L’immensité des besoins est telle que la sous-région peine, aujourd'hui encore, à trouver des financements nécessaires pour la réalisation de ces projets et programmes d’infrastructures dont une grande majorité connait un dépassement de coûts et de délais. Face à ce défi, le Sénégal a très vite compris la nécessité d’entreprendre de vastes programmes traduits à travers le Plan Sénégal Emergent (PSE) afin de doter le pays d’infrastructures modernes susceptibles de soutenir le dynamisme d’une croissance compétitive, inclusive et solidaire. Ainsi, pour mieux réussir la mise en œuvre des 27 « projets prioritaires» déclinés dans le PSE, l’intégration des bonnes pratiques internationales et leur adaptation au contexte national ainsi que la prise en compte de la dimension des risques, s’avèrent indispensables pour pouvoir renforcer l'attractivité du pays pour les investissements internationaux par un apport consistant à forte valeur ajoutée.
Aujourd’hui, la dimension des risques constitue une variante pertinente à prendre en compte tant dans la conception, la planification que la mise en œuvre de ces projets car ils se présentent comme des événements ou des conditions possibles dont leur concrétisation aurait un impact sur un ou plusieurs objectifs des projets qui, eux, peuvent se rapporter aux contenus, aux délais, aux coûts et à la qualité. Un risque peut avoir une ou plusieurs causes avec un ou plusieurs impacts. Une cause peut être une exigence, une hypothèse, une contrainte ou une condition pouvant conduire à des résultats négatifs ou positifs. Ainsi, les risques de projets trouvent leur origine dans l’incertitude présente de tout projet et varient selon les types.
Les risques connus sont ceux qui ont été identifiés et analysés, permettant ainsi de planifier des réponses adéquates susceptibles d’amortir leurs impacts. Cependant, des risques inconnus spécifiques ne peuvent être gérés de façon proactive sans élaborer, au préalable, un plan de secours. Les risques constituant alors une menace pour le projet peuvent être acceptés (la tolérance aux risques) s’ils se situent dans les limites acceptés et acceptables sont contrebalancés par les bénéfices qui pourraient en être tirés suite à leur prise en compte. Par exemple, l’adoption d’un échéancier en exécution accélérée par chevauchement est un risque pris pour tirer profit d’une date d’achèvement anticipée.
Au total, une approche cohérente en matière de gestion de risques doit être mise au point pour chaque projet ; soutenue par une gouvernance des risques alliée à un plan de communication cohérent et pertinent permettant de mieux circonscrire, évaluer et traiter ces derniers afin de minimiser leurs impacts. Pour réussir, l’institution ou l’organisation doit s’engager à traiter le management des risques de façon proactive et cohérente tout au long du projet. Un choix raisonné devra être pris à tous les niveaux de l’organisation en vue d’identifier et de poursuivre activement un management efficace des risques pendant la durée du projet.
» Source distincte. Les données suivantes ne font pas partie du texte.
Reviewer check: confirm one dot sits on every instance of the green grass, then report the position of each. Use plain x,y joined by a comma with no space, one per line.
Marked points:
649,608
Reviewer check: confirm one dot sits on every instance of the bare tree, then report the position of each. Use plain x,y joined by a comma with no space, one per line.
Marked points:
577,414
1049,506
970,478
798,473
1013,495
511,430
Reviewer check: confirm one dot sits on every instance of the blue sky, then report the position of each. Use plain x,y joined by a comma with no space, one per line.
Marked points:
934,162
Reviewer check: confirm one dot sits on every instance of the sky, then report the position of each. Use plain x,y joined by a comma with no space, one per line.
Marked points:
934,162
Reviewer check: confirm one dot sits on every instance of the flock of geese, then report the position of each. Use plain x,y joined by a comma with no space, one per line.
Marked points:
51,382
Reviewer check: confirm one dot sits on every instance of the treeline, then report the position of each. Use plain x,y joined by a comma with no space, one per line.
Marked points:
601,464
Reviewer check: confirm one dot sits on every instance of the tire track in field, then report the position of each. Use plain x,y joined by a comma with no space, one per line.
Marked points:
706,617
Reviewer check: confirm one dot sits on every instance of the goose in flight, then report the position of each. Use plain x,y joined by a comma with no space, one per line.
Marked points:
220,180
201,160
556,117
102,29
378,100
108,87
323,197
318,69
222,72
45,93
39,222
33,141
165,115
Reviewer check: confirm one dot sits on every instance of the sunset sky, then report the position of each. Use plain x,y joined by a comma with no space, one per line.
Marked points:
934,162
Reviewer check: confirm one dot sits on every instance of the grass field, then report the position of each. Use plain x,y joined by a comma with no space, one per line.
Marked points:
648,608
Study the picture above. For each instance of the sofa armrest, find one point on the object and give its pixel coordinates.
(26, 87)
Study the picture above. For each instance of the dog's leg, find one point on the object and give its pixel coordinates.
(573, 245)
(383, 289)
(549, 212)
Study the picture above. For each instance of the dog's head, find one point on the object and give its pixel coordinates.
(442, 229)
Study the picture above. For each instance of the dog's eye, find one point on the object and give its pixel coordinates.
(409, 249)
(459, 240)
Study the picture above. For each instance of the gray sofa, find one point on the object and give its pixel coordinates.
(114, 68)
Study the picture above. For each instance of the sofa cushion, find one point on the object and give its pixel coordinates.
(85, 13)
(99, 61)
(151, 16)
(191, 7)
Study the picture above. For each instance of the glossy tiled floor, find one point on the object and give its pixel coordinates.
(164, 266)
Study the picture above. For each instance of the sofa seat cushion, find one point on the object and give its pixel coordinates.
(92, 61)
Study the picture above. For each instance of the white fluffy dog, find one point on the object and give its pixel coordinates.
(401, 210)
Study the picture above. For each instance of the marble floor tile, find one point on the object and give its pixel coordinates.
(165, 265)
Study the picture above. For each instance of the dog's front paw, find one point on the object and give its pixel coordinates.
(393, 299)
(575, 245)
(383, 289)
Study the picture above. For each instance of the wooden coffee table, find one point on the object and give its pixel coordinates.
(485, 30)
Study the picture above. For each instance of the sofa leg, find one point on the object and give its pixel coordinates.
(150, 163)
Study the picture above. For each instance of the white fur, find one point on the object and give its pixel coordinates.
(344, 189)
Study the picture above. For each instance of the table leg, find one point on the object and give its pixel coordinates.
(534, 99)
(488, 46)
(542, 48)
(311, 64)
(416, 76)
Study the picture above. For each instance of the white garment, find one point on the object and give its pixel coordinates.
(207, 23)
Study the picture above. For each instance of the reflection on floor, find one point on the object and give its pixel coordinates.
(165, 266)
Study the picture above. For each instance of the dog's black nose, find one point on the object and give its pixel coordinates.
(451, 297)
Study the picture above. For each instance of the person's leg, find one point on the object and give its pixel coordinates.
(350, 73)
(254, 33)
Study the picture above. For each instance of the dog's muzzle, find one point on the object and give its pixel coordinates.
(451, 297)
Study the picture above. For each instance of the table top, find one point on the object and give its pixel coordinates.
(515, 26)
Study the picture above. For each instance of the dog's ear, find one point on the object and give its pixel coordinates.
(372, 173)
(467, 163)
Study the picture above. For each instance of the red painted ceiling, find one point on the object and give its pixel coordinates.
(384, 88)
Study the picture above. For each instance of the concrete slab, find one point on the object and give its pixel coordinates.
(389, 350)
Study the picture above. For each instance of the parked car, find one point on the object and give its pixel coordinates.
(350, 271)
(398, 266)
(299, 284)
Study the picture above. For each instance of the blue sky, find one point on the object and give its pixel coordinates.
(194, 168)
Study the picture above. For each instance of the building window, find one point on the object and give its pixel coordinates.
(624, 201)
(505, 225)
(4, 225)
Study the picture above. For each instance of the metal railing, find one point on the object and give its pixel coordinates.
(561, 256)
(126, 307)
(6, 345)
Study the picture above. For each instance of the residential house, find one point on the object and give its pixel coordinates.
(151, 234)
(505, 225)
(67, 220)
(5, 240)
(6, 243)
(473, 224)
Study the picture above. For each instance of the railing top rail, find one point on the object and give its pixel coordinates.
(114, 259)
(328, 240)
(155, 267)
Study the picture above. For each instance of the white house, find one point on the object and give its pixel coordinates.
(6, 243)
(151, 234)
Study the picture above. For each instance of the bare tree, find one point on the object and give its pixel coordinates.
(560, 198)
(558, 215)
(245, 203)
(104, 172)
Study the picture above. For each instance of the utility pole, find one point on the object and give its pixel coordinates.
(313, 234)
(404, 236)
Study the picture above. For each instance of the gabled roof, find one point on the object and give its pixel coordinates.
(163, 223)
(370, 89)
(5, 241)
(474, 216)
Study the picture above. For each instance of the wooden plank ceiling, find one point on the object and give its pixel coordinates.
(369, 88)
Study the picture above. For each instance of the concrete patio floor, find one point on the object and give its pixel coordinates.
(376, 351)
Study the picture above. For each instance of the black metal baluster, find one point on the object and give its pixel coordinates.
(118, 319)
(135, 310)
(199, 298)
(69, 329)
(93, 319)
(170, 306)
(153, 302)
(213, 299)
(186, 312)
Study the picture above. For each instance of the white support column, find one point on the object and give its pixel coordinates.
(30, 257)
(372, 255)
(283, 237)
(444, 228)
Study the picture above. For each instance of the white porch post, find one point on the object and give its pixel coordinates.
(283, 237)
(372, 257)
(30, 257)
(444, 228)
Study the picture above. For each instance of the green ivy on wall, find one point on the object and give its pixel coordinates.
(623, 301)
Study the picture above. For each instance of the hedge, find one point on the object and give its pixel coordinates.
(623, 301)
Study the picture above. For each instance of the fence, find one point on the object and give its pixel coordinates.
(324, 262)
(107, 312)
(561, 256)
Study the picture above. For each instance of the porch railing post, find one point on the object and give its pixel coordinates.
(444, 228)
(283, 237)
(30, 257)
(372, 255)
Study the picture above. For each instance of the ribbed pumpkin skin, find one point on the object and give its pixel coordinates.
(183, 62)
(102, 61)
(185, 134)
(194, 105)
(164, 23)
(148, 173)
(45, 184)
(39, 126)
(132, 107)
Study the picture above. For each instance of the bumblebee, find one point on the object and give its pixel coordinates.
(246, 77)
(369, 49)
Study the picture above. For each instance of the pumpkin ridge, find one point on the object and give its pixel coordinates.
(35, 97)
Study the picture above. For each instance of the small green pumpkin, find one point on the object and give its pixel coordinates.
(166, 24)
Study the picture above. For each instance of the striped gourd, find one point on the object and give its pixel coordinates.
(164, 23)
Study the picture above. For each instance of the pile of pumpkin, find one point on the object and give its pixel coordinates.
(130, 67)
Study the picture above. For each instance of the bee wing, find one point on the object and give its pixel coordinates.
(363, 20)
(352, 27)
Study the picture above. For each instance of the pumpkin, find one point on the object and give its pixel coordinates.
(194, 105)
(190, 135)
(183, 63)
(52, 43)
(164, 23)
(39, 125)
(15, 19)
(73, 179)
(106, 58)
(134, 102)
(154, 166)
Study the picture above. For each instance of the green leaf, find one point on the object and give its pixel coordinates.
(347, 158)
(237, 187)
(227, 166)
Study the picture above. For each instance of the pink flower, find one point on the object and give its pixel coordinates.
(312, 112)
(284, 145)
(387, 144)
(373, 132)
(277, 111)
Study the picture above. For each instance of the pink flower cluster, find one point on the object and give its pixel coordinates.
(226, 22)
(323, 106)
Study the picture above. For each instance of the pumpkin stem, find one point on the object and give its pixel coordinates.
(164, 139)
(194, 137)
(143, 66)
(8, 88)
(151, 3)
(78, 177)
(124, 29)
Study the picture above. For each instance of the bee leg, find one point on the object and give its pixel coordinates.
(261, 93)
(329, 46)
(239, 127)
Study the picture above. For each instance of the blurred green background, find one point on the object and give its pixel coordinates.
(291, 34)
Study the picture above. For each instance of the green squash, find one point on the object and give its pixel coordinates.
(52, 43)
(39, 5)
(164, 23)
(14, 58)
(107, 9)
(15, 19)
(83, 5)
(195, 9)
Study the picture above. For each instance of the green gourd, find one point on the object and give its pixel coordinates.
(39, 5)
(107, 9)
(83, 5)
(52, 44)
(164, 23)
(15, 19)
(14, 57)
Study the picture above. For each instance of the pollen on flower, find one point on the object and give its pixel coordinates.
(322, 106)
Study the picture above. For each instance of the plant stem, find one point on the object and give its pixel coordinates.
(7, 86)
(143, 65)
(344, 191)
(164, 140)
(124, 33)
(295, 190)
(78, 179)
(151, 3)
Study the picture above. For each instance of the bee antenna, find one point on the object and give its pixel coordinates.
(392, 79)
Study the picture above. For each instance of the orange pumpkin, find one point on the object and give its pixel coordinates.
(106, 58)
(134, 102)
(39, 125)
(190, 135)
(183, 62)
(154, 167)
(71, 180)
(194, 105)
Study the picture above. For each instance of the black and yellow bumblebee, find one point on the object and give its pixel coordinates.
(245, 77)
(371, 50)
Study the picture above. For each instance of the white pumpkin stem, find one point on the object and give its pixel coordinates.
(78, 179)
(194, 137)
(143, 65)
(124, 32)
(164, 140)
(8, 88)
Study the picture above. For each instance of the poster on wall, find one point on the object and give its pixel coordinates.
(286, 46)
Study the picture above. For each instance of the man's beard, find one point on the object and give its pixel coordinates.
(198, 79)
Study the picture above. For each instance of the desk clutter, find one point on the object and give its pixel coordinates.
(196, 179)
2. Des facteurs exogènes perturbateurs des prévisions : matériaux, matières premières et autres dérivés
Par ailleurs, la globalisation des opérations et les projets d’infrastructures de plus en plus complexes exigent des mouvements de capitaux considérables avec des flux financiers très intéressants. Avec la nouvelle génération de pays africains inscrits dans une dynamique d’émergence, la circulation de devises a donné naissance à un nouvel attrait des investisseurs étrangers et autres bailleurs pour ces marchés nouveaux, en dépit du fort taux de risques de marchés qu’ils présentent qui, par définition, restent axés principalement sur l’ensemble des matières premières et autres composantes indispensables pour la mise en œuvre des projets. Les risques du marché font référence aux risques liés à l’inexistence de certains matériaux et de matières premières ; ils peuvent aussi résulter de la difficulté d’obtenir ou de mobiliser des financements pour le projet et également s’apparenter à des risques financiers découlant directement des emprunts contractés pour financer les projets sous forme d’obligations ou des levées sur les marchés nationaux ou internationaux. En réalité, le risque de marché a trait à tout ce qui comprend les matières premières, les équipements et technologies dont le projet aura besoin pour son exécution du fait de la faiblesse technologique des pays Africains.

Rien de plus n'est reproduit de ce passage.